[Date Prev][Date Next][Thread Prev][Thread Next][Date Index][Thread Index]

Re: More comments, and the ANTLR code is too complex



Mark H Weaver:
> In the interest of encouraging implementors, I'd recommend making a
> serious effort to rewrite the grammar to be as conceptually simple and
> clear as possible.

Agree.  As I replied earlier, we definitely want it as conceptually simple
and clear as possible.

Is part of the problem just the really long multiple-branch
construct of it_expr (and maybe some similar cases)?
I wrote it that way because that makes it easier to
hand-translate to a recursive-descent implementation.
But if that's confusing, it'd be trivial to split those up into smaller rules
(where there are more BNF rules, but each one is simpler).

If splitting the rules into more-and-smaller rules would help, that's important to know.

Below are comments on the many specifics.  BTW, I *really* appreciate
the specifics, they make it much easier to *act* on!



> * APOSW, QUASIQUOTEW, UNQUOTEW, and UNQUOTE_SPLICEW are not defined.

They're defined in words above, e.g.:
"a traditional abbreviation followed by space, tab, or end-of-line is represented as
APOSW, QUASIQUOTEW, UNQUOTE_SPLICEW, and UNQUOTEW respectively."
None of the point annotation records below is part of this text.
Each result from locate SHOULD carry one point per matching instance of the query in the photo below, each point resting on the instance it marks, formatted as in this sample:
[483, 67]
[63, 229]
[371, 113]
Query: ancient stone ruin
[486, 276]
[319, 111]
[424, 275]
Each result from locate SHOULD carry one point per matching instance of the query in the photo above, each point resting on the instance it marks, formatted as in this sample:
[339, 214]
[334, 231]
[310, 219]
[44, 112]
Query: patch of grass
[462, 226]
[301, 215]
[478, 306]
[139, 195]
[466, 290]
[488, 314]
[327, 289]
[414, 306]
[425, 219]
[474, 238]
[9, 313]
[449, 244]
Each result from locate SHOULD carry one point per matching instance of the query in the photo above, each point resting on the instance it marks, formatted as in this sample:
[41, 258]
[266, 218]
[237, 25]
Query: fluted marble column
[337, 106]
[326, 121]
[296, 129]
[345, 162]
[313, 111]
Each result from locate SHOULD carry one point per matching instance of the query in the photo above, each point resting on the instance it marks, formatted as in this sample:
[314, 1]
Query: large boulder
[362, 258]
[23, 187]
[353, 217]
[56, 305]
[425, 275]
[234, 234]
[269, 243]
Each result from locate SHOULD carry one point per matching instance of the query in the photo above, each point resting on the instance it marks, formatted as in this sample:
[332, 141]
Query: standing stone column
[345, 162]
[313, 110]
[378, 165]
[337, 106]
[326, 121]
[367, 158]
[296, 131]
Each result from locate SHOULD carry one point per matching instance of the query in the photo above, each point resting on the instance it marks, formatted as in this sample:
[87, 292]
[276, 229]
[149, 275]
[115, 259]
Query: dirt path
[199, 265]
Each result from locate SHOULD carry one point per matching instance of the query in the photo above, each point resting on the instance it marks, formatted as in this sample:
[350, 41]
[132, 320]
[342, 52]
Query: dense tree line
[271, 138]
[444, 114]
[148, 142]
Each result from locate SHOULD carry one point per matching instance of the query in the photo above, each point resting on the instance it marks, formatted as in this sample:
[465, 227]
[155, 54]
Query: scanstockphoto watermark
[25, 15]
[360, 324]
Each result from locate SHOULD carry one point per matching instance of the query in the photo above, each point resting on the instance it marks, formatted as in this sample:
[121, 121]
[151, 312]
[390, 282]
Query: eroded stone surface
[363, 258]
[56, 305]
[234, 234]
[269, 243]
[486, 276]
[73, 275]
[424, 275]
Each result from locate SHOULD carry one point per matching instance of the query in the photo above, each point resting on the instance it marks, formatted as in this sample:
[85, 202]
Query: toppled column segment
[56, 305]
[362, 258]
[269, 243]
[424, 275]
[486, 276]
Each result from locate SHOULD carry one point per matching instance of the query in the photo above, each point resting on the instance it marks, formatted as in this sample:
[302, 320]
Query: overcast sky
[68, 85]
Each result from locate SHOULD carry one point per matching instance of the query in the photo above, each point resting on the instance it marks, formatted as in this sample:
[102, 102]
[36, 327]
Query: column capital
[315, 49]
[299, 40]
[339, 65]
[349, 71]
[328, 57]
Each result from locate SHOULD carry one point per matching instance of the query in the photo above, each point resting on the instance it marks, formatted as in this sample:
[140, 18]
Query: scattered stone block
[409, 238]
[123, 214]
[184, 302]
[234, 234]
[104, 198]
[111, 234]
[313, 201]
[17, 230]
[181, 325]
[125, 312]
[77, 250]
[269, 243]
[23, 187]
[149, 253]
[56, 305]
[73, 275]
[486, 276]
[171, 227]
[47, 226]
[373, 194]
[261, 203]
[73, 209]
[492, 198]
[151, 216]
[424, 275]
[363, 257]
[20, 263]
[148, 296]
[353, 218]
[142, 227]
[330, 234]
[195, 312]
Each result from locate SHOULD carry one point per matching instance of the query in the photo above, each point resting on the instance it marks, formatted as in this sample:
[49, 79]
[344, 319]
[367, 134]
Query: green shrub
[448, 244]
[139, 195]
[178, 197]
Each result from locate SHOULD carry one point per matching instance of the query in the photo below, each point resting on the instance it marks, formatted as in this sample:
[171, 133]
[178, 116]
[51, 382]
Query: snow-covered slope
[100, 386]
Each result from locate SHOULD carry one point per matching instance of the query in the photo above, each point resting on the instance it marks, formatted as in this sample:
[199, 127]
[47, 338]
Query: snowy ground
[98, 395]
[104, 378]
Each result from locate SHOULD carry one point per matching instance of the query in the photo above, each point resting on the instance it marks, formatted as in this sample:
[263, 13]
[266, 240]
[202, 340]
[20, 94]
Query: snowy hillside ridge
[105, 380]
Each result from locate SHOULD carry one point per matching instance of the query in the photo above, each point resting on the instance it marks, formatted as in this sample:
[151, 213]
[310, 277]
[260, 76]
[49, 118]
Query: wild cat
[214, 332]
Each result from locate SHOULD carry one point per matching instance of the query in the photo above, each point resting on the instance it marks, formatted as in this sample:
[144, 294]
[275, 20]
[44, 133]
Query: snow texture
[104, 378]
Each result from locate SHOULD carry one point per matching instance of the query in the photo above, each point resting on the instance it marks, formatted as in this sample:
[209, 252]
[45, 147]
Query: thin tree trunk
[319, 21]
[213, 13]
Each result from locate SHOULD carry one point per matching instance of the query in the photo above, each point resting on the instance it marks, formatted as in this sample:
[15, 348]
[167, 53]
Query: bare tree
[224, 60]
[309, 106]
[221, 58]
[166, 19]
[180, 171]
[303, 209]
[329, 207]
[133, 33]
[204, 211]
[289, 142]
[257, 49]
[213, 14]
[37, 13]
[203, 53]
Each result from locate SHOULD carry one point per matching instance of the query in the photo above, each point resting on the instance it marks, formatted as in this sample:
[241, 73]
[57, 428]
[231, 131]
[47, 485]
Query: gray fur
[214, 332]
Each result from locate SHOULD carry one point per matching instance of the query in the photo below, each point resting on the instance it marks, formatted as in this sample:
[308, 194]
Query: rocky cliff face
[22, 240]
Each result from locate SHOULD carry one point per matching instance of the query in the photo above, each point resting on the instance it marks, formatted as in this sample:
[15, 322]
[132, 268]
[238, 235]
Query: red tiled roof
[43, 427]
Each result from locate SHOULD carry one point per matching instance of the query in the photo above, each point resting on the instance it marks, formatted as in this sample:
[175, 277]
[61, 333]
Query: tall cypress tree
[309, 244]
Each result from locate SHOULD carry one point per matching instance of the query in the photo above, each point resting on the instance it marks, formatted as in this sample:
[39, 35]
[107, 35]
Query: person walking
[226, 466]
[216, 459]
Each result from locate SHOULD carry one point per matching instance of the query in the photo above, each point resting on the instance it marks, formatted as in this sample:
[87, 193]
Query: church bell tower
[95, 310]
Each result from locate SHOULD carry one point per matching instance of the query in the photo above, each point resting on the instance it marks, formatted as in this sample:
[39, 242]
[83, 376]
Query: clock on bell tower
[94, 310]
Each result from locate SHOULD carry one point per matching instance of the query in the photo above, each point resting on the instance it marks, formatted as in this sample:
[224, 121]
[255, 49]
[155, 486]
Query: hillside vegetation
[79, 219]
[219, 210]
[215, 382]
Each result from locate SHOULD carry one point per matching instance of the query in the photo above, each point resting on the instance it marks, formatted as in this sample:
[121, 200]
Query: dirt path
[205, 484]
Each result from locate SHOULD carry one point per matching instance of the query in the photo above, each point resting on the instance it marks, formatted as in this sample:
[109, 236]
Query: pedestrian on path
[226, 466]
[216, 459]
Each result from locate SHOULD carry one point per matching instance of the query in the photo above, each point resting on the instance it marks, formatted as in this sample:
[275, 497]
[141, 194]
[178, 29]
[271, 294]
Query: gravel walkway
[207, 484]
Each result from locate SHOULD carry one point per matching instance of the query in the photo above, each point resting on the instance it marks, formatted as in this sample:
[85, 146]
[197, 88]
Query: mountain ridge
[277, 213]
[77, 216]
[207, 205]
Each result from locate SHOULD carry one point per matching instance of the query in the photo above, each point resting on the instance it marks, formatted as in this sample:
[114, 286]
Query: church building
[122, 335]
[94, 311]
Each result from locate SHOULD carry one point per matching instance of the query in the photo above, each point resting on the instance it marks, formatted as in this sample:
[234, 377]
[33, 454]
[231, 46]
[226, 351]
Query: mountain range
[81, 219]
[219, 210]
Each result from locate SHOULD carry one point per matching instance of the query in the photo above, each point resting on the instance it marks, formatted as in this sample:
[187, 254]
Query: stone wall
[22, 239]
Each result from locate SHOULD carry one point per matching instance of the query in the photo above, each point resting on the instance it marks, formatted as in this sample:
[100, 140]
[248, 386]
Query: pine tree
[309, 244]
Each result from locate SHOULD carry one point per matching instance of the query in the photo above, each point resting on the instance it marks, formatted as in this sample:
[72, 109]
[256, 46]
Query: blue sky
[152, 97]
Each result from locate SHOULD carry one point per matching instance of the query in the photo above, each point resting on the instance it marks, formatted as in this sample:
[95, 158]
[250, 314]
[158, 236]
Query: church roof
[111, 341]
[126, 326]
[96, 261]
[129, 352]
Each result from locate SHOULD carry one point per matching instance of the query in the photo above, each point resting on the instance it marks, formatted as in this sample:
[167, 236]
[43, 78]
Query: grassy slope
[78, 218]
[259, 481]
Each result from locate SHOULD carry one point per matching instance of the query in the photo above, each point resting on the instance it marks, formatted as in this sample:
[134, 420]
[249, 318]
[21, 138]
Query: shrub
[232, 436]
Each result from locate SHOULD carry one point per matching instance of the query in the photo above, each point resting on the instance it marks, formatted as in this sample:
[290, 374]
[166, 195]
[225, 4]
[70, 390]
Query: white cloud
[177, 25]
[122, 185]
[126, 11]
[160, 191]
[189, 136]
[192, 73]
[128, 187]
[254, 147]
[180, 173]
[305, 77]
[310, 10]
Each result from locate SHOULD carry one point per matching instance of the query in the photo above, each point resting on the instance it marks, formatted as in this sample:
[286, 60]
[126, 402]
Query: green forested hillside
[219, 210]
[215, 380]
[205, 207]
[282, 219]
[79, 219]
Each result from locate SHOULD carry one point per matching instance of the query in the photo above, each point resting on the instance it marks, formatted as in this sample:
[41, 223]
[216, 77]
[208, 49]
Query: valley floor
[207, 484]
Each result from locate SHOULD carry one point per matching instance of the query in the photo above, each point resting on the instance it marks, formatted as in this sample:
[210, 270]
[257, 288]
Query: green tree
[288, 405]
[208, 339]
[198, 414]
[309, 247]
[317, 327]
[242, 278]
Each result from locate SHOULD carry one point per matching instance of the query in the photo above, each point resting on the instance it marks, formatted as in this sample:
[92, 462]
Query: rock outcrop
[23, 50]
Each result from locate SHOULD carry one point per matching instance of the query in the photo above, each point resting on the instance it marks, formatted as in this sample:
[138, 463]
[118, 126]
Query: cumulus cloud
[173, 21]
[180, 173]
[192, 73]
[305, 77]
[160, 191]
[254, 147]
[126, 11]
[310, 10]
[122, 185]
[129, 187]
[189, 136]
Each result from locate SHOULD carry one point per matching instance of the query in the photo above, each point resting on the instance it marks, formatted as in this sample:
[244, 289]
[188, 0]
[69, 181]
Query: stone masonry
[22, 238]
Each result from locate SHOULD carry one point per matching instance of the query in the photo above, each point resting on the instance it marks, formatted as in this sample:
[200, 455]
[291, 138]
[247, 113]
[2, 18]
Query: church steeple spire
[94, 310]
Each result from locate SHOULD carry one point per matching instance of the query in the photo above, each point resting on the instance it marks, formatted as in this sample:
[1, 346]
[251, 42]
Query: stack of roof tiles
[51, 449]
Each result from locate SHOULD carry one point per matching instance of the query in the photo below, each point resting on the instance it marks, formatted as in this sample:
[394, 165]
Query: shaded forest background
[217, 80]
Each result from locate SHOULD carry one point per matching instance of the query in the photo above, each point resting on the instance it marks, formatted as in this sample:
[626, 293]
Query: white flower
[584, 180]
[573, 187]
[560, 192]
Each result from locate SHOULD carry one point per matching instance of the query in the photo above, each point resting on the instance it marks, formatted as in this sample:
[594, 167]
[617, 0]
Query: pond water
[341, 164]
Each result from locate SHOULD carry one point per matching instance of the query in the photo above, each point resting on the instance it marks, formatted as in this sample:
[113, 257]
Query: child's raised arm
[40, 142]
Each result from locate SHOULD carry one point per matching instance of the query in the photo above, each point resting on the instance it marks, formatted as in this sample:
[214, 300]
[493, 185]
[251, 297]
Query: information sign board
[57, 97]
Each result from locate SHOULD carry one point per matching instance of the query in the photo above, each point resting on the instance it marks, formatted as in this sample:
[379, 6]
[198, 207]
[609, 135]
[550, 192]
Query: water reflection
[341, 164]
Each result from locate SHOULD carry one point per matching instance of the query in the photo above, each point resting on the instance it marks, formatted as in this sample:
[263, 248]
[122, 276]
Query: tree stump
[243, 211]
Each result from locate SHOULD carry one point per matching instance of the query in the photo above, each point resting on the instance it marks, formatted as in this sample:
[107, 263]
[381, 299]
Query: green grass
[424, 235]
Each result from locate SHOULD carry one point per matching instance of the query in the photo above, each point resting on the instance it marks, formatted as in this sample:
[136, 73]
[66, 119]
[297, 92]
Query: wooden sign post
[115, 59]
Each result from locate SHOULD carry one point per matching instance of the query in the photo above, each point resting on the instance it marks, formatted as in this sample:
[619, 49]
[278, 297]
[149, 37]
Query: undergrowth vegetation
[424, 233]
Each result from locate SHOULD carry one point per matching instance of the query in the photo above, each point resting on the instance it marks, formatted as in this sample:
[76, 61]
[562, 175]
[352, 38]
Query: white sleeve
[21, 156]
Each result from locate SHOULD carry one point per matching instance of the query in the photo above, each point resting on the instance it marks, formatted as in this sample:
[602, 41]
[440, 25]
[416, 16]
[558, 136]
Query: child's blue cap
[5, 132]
We could define them more formally. The problem is an ANTLR limitation -
I don't think ANTLR supports look-ahead assertions once a rule has started.
If it doesn't, nothing prevents us from using the "ANTLR plus useful goodies" notation
in the SRFI if it makes things clearer.  Then we could write:

WWHITESPACE : SPACE | TAB | '\n' | '\r' ;

APOSW           : {indent_processing()}? => '\'' (?= WWHITESPACE ) ;
QUASIQUOTEW     : {indent_processing()}? => '\`'  (?= WWHITESPACE) ;
...


> * Inconsistent syntax is used within {} in the ANTLR.  In most places
>   standard Scheme syntax is used, but in 'collecting_tail', the syntax
>   is more like C.

As I mentioned in my previous post, that's my fault, sorry.
Basically, my translator... didn't.  We can fix that.  Let me know of any
other places where you noticed a screw-up, and we'll fix it.

BTW, I really appreciate you catching that.  That's what peer review is all about.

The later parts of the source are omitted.